Washington Post: President Bush's education budget isn't as generous as it is made out to be; his laudable goals of improving student performance, school accountability and teacher quality all take money. The administration ought to be willing to provide it, and if the president won't, Congress should. As the measure makes its way through both the Senate and the House, though, members need to look carefully at more than just the financial bottom line.

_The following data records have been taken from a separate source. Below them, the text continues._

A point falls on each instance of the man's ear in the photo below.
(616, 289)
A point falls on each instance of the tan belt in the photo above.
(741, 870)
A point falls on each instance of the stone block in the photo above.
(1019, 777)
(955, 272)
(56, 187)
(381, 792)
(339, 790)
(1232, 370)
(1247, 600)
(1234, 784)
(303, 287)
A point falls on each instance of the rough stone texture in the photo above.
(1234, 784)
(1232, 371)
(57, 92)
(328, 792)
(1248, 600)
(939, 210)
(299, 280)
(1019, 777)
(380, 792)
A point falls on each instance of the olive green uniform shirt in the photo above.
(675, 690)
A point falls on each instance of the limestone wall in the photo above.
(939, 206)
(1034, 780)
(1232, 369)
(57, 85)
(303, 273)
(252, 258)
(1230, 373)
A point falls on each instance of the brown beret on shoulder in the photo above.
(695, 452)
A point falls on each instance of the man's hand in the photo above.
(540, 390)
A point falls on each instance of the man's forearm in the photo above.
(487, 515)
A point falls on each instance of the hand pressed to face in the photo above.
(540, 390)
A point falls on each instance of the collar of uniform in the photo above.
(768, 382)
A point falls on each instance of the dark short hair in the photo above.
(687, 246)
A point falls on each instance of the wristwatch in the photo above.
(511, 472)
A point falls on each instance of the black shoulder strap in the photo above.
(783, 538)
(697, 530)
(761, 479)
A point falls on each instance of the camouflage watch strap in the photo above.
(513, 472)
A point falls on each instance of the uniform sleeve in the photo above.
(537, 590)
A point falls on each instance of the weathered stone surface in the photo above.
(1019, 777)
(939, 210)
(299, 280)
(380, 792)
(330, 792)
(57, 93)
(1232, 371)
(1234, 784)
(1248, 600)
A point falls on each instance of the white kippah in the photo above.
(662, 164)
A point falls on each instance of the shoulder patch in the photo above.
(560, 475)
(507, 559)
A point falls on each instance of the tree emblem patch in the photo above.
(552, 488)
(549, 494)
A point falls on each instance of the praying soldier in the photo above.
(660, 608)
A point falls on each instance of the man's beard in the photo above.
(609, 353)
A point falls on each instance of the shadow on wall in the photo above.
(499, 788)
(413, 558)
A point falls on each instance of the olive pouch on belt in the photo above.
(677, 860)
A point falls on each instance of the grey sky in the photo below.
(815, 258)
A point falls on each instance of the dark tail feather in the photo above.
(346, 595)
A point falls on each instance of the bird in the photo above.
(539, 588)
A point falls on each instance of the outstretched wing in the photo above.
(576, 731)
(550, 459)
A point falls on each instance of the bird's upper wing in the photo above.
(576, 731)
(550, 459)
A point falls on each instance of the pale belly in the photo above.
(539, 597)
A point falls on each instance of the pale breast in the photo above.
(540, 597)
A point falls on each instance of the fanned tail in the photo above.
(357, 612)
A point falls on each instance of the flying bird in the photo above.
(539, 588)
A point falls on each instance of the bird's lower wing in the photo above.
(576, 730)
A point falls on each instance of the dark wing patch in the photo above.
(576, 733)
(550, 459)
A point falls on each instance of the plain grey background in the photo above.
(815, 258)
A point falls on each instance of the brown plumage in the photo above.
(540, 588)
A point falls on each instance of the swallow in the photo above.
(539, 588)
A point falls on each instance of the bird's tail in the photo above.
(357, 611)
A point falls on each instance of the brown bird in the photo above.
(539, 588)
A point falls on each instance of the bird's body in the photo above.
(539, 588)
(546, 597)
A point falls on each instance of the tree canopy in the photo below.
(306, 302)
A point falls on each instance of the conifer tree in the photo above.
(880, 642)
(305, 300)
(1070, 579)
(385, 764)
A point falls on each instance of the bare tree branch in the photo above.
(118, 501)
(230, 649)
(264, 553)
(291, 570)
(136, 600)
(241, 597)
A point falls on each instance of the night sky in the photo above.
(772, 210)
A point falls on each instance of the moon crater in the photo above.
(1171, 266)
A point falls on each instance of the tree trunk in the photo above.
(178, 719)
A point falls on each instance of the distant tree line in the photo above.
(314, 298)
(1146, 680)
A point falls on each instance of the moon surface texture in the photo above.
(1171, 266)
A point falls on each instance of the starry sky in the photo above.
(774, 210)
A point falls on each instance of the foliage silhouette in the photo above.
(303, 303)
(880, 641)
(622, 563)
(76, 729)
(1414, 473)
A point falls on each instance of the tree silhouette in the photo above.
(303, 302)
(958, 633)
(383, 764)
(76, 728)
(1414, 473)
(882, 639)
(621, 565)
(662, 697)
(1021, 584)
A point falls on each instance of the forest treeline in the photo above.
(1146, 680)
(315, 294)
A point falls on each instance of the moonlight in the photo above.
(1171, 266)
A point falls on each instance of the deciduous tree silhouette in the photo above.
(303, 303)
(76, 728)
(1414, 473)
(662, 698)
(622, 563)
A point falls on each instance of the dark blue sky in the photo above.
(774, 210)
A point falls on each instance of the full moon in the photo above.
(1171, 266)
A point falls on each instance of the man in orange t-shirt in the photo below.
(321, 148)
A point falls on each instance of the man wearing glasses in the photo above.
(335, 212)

They need to make sure that the bill maintains the federal commitment to targeting most aid to poor students. Efforts to give states broader latitude in using federal funds must not come at the expense of those who most need help. Requirements for increased student testing must be set up in a way that is most likely to produce clear and usable information about student progress. Flexibility for states and local districts must be balanced against the ability to compare performance as students move from one grade to the next, and to compare jurisdictions within states. Incentives should focus on the quality of systems put in place, not just on the speed with which they're implemented.
Radical restructuring: The legislation calls for aid to schools that are found to be failing, and for sanctions, including radical restructuring, for those that fail to improve after three years. The president had proposed, among those sanctions, giving students in those schools $1,500 vouchers that they could use to help pay private school tuition. The administration dodged a divisive fight over vouchers by accepting a compromise that provides for those children to move elsewhere in the public system and allows them to use a portion of a failing school's federal funds to buy "supplementary services," including tutoring and summer school, but not to pay private tuition. (We should note that a Washington Post Co. subsidiary is among private companies offering students after-school programs.) This compromise may amount to a more realistic promise to low-income parents, since the money available per student will come closer to paying for those kinds of services than to covering tuition bills.
But it ducks the fact that experiments in helping make private school an option for poor students in failed public schools are worth a try. There is no denying that years of attempted reform, particularly in urban areas, have produced dismal results. The students who are able to do so have fled from those situations; those who have no alternatives suffer terrible consequences. On this, as on other education issues, the ability of the federal government to solve the problem is limited, because the bulk of the money and the decision-making rests at the local level. But if lawmakers truly aim to help children rather than to protect the system and the adults who run it, they ought not shy away from reasonable efforts to test potential remedies, including competition.